La tracina, pesce appartenente alla famiglia delle Trachinidae, è conosciuto anche come pesce ragno ed è diffuso su tutti i litorali sia del Bel Paese che dell’Europa, dal Mediterraneo all’Oceano Atlantico, dal Mar Nero al Mare del Nord. Vive esclusivamente in mare, su fondali sabbiosi, di norma entro i 30 metri di profondità.

Questi pesci si mimetizzano perfettamente nella sabbia rendendo particolarmante difficile, se non impossibile, individuarli dalla superficie anche in acque poco profonde e trasparenti.

Il pericolo si nasconde nel veleno contenuto nelle cinque o sette robuste spine dorsali che caratterizzano il dorso del pesce. In condizioni di riposo le spine mantengono un grado di inclinazione molto piccolo tale da risultare abbassate, mentre raggiungono una posizione eretta non appena la tracina si sente disturbata (ad esempio dall’avvicinarsi di bagnanti) o si accinge a cacciare. Le spine dorsali sono collegate ad un tessuto spugnoso che produce veleno.

Tale veleno contiene sostanze proteiche tra le quali spicca la dracotossina, una molecola molto instabile, sensibile alla temperatura. Sono presenti anche serotonina e istamina, in grado di contribuire alla reazione allergica alla puntura e ad altre reazioni a carattere generale tra cui il senso di panico che subentra nelle persone immediatamente dopo la puntura.

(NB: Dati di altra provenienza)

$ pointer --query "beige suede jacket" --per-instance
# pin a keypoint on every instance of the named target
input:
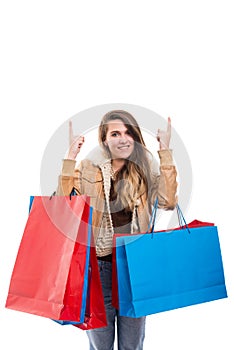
(92, 177)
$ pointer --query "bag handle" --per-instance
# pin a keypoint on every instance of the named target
(181, 219)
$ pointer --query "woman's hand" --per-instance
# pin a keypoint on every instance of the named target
(164, 137)
(75, 143)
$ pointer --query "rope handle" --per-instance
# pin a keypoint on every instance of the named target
(181, 219)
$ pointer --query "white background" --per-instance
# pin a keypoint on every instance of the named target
(173, 57)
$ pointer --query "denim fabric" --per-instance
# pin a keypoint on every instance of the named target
(130, 331)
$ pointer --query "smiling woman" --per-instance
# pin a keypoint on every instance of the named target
(122, 181)
(120, 142)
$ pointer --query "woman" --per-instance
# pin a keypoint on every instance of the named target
(122, 181)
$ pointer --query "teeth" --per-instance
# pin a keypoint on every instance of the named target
(123, 147)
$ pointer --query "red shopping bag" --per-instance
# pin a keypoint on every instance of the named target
(48, 278)
(115, 299)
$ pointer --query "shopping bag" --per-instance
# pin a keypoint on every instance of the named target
(166, 270)
(50, 275)
(95, 313)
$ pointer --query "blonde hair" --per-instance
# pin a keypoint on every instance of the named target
(136, 170)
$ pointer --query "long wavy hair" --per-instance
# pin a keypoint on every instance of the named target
(135, 174)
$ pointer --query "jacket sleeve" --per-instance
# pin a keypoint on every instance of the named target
(164, 181)
(70, 178)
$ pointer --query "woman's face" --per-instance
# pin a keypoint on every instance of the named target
(119, 140)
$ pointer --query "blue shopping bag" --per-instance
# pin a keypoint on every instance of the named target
(162, 271)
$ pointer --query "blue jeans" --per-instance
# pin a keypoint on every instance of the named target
(130, 331)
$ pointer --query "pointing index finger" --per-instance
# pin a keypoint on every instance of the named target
(169, 125)
(70, 132)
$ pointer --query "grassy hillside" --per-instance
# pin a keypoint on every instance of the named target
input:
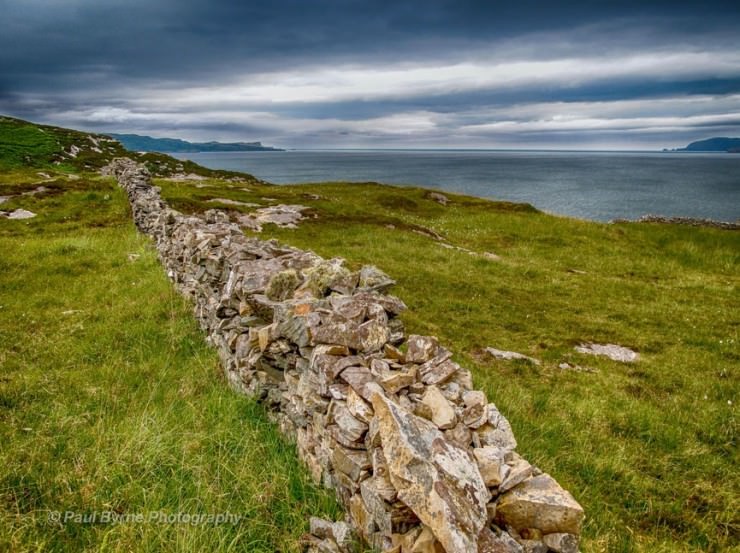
(650, 449)
(110, 400)
(121, 394)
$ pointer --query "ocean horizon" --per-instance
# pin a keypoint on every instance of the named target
(599, 185)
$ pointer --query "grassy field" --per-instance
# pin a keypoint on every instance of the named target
(110, 400)
(650, 449)
(119, 403)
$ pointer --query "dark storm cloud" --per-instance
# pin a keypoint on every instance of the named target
(299, 70)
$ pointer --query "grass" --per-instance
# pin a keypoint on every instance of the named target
(649, 449)
(127, 408)
(110, 400)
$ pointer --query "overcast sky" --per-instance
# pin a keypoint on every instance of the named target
(398, 74)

Nella maggior parte dei casi, le persone vengono punte dalle tracine ai piedi. Il dolore è puntoreo e istantaneo, può durare parecchie ore e può estendersi a tutto l’arto. Il punto di inoculazione del veleno si caratterizza per un forte arrossamento e per uno spiccato gonfiore. In casi sporadici possono comparire anche sintomi più generali come nausea, vomito e febbre.

Un buon rimedio da poter utilizzare immediatamente, se si è punti mentre ci si trova in spiaggia, è mettere il piede nella sabbia calda. Da evitare ghiaccio, acqua fredda e ammoniaca. Se possibile, bisogna immergere immediatamente la parte ferita in acqua molto calda (37-max 40 °C) perché la temperatura inattiva le tossine termolabili di natura proteica.

Il dolore viene infatti attenuato rapidamente se il trattamento con il calore viene effettuato nel minor tempo possibile.

E’ importante munirsi, nel kit da spiaggia, di una pomata cortisonica locale a base di idrocortisone, reperibile su consiglio del farmacista, molto utile a seguito della terapia termica.

Eventuali cure cortisoniche sistemiche (iniezioni di betametasone) vanno valutate dal medico. E’ utile ricordare come siano inefficaci gli antiinfiammatori non steroidei (FANS, fra i quali i più comuni utilizzati sono ibuprofene, naprossene o ketoprofene).
Del tutto inutili e controproducenti anche rimedi casalinghi, purtroppo molto diffusi, quali spegnere una sigaretta sulla parte in cui si è stati punti o l’applicazione in loco di aceto.